HOW IS THE ALEXANDER TECHNIQUE TAUGHT ?

Practical considerations

Lessons in the Alexander Technique can take many forms: most often individual lessons but also workshops, theorectical and/or practical introductions and lessons in small groups.

Individual lessons generally last between 30 and 45 minutes.

In order to develop a good understanding of the Technique you should think of a minimum of 30 lessons, at a frequency of between one and five lessons per week. (F.M. Alexander asked his pupils to come every day at the beginning and then progressively reduced the frequency depending on the pupil’s evolution).

No special clothing is necessary. You do not need to undress but you may be asked to take off your shoes.

Prices depend on the teacher.

The lesson

In an Alexander Technique lesson we learn principles that can be applied to all of our activities. We do not do “exercises” but explore these principles using every day movements, such as moving from sitting to standing, bending, reaching with the arms. The lesson is like a reduced version of real life, giving us a safe environment in which to develop skills which can then be applied in more complex situations. One of these skills is simply a clearer awareness of what we are doing with ourselves.

Of course, acquiring this takes time and repetition; essential ingredients in the learning process.

We teach people to become aware of the unneccessary strain and overtension they make in everything they do, so that they need not continue to misuse themselves in this way.
– Marjory Barlow

Learning through experience

It takes time partly because what we are learning is not intellectual.

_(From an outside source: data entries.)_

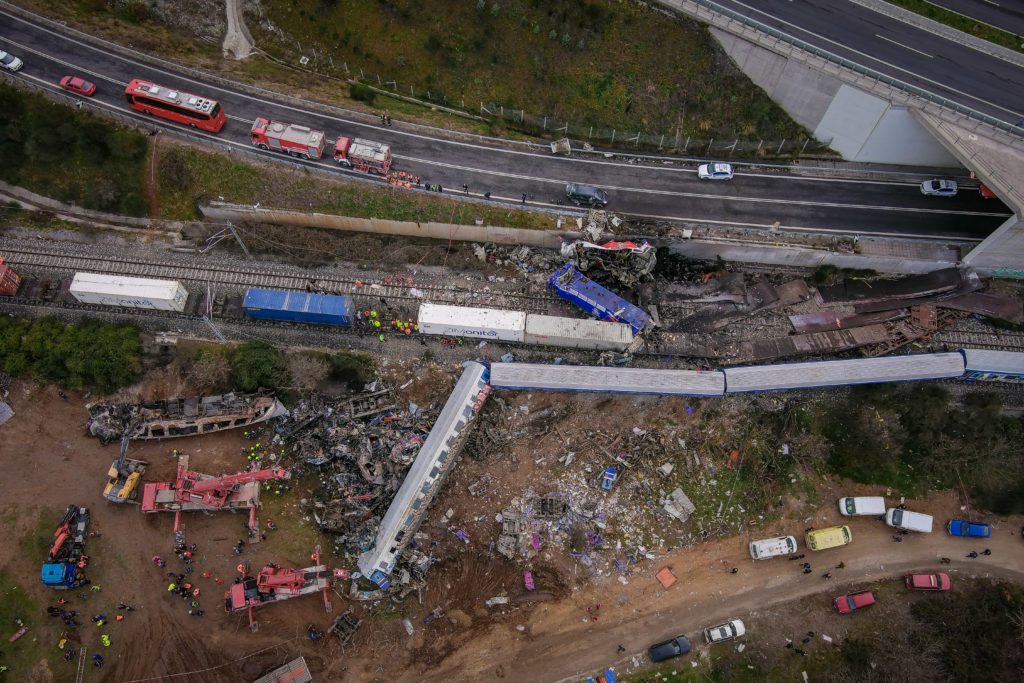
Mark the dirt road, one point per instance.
(560, 642)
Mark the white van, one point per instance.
(873, 506)
(768, 548)
(910, 521)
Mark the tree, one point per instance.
(257, 366)
(210, 371)
(307, 371)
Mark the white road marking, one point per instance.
(469, 145)
(906, 47)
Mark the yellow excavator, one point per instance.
(125, 474)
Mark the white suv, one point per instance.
(9, 61)
(727, 631)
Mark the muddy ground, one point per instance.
(571, 624)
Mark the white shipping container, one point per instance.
(129, 292)
(554, 331)
(465, 322)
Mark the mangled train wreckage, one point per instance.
(181, 417)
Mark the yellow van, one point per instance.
(832, 537)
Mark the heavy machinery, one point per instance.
(271, 584)
(193, 491)
(125, 474)
(68, 560)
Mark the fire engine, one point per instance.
(364, 155)
(288, 137)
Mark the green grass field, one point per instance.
(614, 65)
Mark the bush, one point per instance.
(353, 369)
(257, 366)
(90, 354)
(361, 93)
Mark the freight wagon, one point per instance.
(576, 333)
(576, 288)
(478, 323)
(298, 307)
(109, 290)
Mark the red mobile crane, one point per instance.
(271, 584)
(193, 491)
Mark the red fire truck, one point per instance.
(288, 137)
(364, 155)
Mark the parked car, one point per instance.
(79, 85)
(768, 548)
(927, 582)
(587, 196)
(830, 537)
(848, 603)
(908, 521)
(727, 631)
(9, 61)
(670, 648)
(715, 171)
(939, 187)
(968, 528)
(864, 505)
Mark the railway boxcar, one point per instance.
(110, 290)
(576, 288)
(466, 322)
(611, 380)
(992, 366)
(298, 307)
(574, 333)
(840, 373)
(9, 280)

Verbal explanations are part of the teaching; intellectual understanding is important; but we really learn through experience. The teacher needs to communicate a new sensory experience of muscular balance and coordination and we can do this most efficiently through touch. The teacher manually guides the pupil in stillness and in movement, using his hands to assess kinesthetically what the pupil is doing, to bring their attention to areas they may be unaware of and to invite, non verbally, another way of being.

Little by little, the teacher helps reorganize the tonus of the entire muscular system and guides the pupil in becoming better aligned in space.

The teacher’s precise, gentle and non-intrusive touch simultaneously guides and monitors. The ability to teach a pupil in this receptive way is a skill that depends ultimately on the teacher’s own presence and co-ordination.

The teacher-pupil relationship is an essential part of the learning process. Indeed, there is a continual exchange and collaboration between them. In allowing himself to be guided, the pupil consciously enters into the process of setting aside his habitual way of doing things. The teacher, in turn, must provide a good model. He himself must apply the principles of the Alexander Technique in the act of teaching so that he communicates good use to the pupil in different ways: through his attitude, his way of moving, his touch.

Teacher and pupil share a presence in the moment and a consciousness in action. It is for this reason that learning the Alexander Technique is based on individual work.